Satpol PP Surabaya Amankan Pelaku Vandalisme, Mayoritas Pelajar SMP-SMA
ejatimnews,

Satuan Polisi Pamong Praja (Satpol PP) Kota Surabaya mencatat telah mengamankan 20 pelaku vandalisme sepanjang Januari hingga April 2026. Penindakan ini merupakan bagian dari patroli rutin yang dilakukan bersama kepolisian untuk menjaga ketertiban fasilitas umum.

Kepala Bidang Ketertiban Umum Satpol PP Surabaya, Mudita Dhira Widaksa, menjelaskan bahwa patroli digelar setiap malam dengan menyasar titik-titik rawan aksi corat-coret.

“Kalau sesuai data kami di tahun 2025 itu sudah 40 orang yang kita amankan. Di tahun 2026 sampai dengan April ada 20 orang. Jadi memang rata-rata di wilayah tengah (kota) yang sering kita dapat,” ujar Mudita, Kamis (16/4/2026).

Terbaru, Satpol PP bersama Polrestabes Surabaya juga mengamankan empat remaja di kawasan Viaduk Gubeng pada Minggu (12/4/2026) malam. Mereka diamankan saat patroli gabungan setelah dicurigai hendak melakukan aksi vandalisme.

“Kita lihat gerakannya mencurigakan, kita dekati, kita cek semua, dia bawa semacam tas ransel, kita buka isinya cat semprot semua. Langsung kita amankan, kita bawa ke kantor Satpol PP,” ungkapnya.

Mudita mengungkapkan, sebagian besar pelaku vandalisme masih berusia remaja dan berstatus pelajar, mulai dari tingkat SMP hingga SMA. Kawasan tengah kota menjadi lokasi yang paling sering menjadi sasaran aksi tersebut.

“Rata-rata masih di bawah umur, siswa SMP dan SMA,” imbuhnya.

Dari hasil pemeriksaan, motif para pelaku beragam, mulai dari sekadar hobi hingga keinginan menunjukkan eksistensi di lingkungan pergaulan.

“Ada yang ngomong karena hobi.

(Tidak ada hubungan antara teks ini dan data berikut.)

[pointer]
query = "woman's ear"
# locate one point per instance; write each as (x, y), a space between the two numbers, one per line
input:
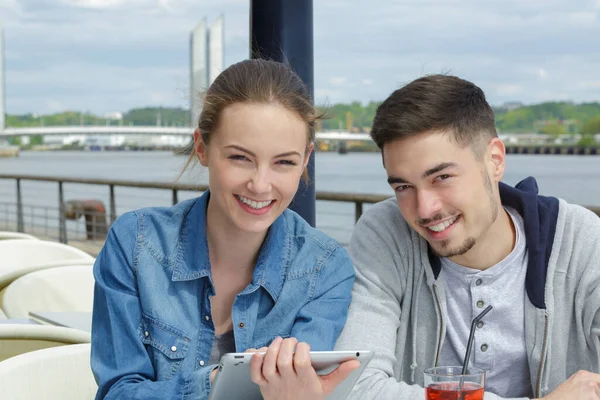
(308, 153)
(200, 148)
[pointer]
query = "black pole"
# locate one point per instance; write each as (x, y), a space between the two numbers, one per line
(282, 30)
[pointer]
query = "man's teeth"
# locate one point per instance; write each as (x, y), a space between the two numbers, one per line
(254, 204)
(441, 226)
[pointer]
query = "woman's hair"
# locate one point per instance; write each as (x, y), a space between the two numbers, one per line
(256, 81)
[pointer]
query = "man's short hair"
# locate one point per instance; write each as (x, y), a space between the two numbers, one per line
(436, 103)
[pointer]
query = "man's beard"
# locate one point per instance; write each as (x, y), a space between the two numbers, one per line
(445, 250)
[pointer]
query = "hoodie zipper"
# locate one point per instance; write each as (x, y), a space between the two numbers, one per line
(437, 300)
(543, 358)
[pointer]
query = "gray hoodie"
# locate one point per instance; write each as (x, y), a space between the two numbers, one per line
(398, 304)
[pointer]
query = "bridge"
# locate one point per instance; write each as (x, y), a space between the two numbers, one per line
(143, 131)
(162, 131)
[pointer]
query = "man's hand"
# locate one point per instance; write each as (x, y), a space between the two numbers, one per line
(582, 385)
(284, 374)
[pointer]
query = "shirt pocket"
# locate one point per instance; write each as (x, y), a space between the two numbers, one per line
(166, 345)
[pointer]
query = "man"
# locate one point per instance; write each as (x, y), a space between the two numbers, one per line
(456, 240)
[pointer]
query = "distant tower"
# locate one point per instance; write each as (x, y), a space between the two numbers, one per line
(207, 59)
(198, 69)
(216, 53)
(2, 111)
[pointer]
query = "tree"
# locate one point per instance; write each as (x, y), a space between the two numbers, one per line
(591, 127)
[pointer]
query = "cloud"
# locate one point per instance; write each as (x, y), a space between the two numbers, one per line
(102, 55)
(338, 80)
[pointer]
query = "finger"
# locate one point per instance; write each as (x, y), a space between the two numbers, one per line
(302, 364)
(256, 370)
(253, 350)
(337, 376)
(285, 359)
(269, 369)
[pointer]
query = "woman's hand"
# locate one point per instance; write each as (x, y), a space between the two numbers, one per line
(285, 375)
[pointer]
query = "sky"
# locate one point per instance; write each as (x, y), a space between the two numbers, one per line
(104, 56)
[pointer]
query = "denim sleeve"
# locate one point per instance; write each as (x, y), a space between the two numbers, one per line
(320, 321)
(119, 360)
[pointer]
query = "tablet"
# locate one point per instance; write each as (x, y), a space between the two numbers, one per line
(233, 379)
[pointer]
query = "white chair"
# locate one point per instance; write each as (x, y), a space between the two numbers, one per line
(7, 235)
(57, 373)
(17, 339)
(18, 257)
(61, 289)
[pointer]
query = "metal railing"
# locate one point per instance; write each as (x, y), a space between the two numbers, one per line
(357, 199)
(97, 223)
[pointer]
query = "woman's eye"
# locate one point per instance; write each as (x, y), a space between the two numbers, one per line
(286, 162)
(238, 157)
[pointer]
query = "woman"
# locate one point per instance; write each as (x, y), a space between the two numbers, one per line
(231, 271)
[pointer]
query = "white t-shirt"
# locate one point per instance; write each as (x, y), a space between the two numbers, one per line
(499, 344)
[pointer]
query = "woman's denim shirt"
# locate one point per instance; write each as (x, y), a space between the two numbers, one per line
(152, 331)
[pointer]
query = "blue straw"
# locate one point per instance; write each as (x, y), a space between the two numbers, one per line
(470, 345)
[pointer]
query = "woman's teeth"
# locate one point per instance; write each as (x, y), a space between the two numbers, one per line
(257, 205)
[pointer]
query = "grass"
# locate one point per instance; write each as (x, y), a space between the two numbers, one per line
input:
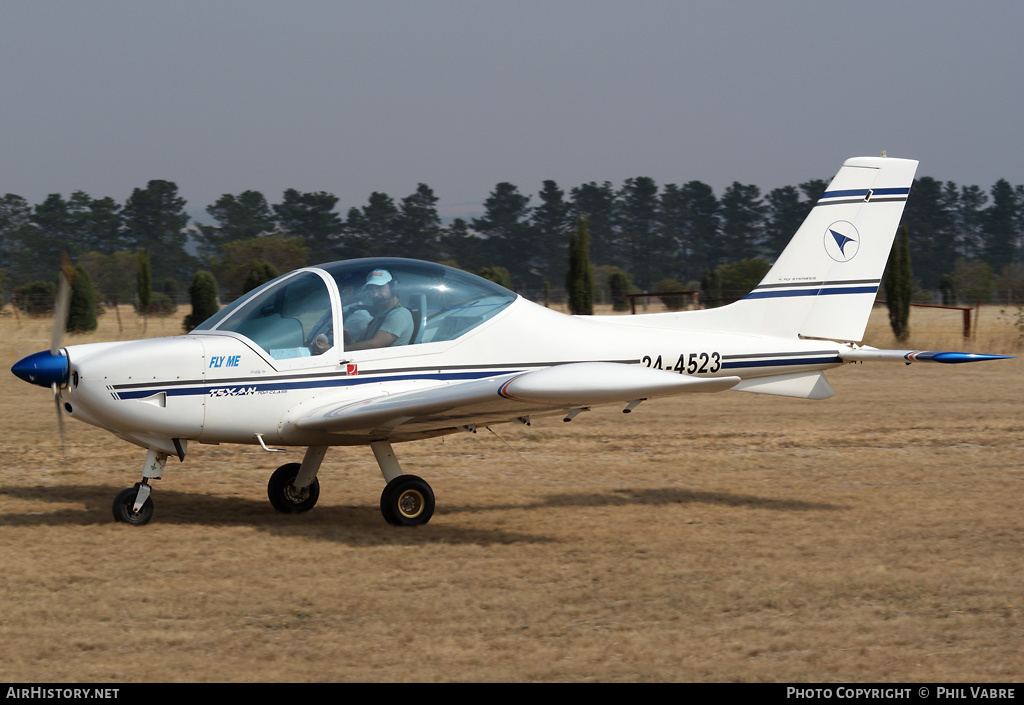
(873, 536)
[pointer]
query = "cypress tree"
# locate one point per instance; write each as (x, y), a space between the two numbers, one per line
(260, 272)
(580, 278)
(82, 308)
(619, 283)
(899, 286)
(203, 293)
(144, 283)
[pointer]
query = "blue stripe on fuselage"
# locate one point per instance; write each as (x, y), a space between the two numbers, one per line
(813, 292)
(257, 386)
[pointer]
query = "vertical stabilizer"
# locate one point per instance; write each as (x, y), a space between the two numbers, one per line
(825, 281)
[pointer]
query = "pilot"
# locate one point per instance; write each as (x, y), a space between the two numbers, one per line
(391, 324)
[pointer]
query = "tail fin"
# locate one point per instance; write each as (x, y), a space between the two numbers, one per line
(824, 283)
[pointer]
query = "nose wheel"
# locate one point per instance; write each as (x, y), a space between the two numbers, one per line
(124, 506)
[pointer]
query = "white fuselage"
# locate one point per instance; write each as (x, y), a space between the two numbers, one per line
(214, 387)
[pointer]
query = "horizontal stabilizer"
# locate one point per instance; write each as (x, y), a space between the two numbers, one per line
(801, 385)
(870, 354)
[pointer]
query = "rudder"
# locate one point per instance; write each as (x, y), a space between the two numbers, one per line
(825, 281)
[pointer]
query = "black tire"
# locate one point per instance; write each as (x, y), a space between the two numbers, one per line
(124, 507)
(408, 501)
(285, 497)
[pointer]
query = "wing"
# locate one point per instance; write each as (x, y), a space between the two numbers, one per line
(504, 398)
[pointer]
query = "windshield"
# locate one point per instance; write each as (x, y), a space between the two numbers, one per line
(288, 319)
(386, 302)
(442, 302)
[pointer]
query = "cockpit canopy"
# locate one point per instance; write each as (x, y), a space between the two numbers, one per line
(293, 317)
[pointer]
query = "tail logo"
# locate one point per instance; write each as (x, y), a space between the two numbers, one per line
(842, 241)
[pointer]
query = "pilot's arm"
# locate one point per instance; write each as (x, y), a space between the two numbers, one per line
(380, 339)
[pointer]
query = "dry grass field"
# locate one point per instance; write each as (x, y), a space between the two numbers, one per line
(876, 536)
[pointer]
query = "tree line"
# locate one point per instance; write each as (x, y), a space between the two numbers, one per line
(962, 239)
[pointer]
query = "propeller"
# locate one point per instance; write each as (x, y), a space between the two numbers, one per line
(61, 308)
(49, 368)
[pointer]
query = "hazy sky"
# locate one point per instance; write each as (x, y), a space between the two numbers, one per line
(352, 97)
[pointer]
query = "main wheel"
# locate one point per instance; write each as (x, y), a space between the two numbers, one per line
(408, 501)
(124, 507)
(285, 496)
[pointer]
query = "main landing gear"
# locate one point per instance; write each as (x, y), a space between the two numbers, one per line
(406, 501)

Ada juga yang dia bilang menyalurkan inspirasi, menyalurkan bakat,” jelas Mudita.

Meski demikian, ia memastikan bahwa aksi vandalisme tersebut tidak berkaitan dengan tindak kriminal lain. Hal ini diperkuat berdasarkan koordinasi dengan pihak kepolisian.

“Sejauh ini aksi vandalisme pelaku itu kalau kita korelasi dengan teman-teman pihak kepolisian tidak ada catatan kemudian kriminal,” tegasnya.

Terkait penindakan, Pemkot Surabaya lebih mengedepankan pendekatan pembinaan karena mayoritas pelaku masih di bawah umur. Meski demikian, aturan tetap mengatur sanksi tegas bagi pelanggaran tersebut.

“Kalau sesuai aturan kita, Peraturan Daerah (Perda) Surabaya Nomor 2 Tahun 2014 Junto 2/2020, aksi corat-coret ini bisa dikenakan sanksi administrasi maupun pidana ringan maksimal 3 bulan atau denda maksimal Rp50 juta,” jelasnya.

Sebagai bentuk pembinaan, para pelaku biasanya dikenai sanksi sosial, seperti membersihkan lingkungan di Liponsos Keputih hingga mengecat ulang lokasi yang mereka vandalisasi.

“Rata-rata di bawah umur, sehingga kita berikan sanksi sosial. Kita bawa adik-adik ini ke Liponsos (Keputih), bantu bersih-bersih di Liponsos,” ujarnya.

Selain itu, pelaku juga diminta bertanggung jawab dengan memperbaiki kembali fasilitas yang dirusak menggunakan cat dan peralatan yang disediakan oleh Satpol PP.

Mudita menambahkan, sejumlah lokasi seperti Viaduk Gubeng dan kawasan kota lama masih menjadi titik favorit vandalisme karena dianggap strategis dan mudah terlihat.

Meski demikian, ia memastikan bahwa sejauh ini belum ditemukan pelaku yang kembali mengulangi perbuatannya setelah menjalani pembinaan.

“Kalau sejauh ini belum pernah dari hasil jangkauan kami kemudian dia terjangkau lagi,” pungkasnya.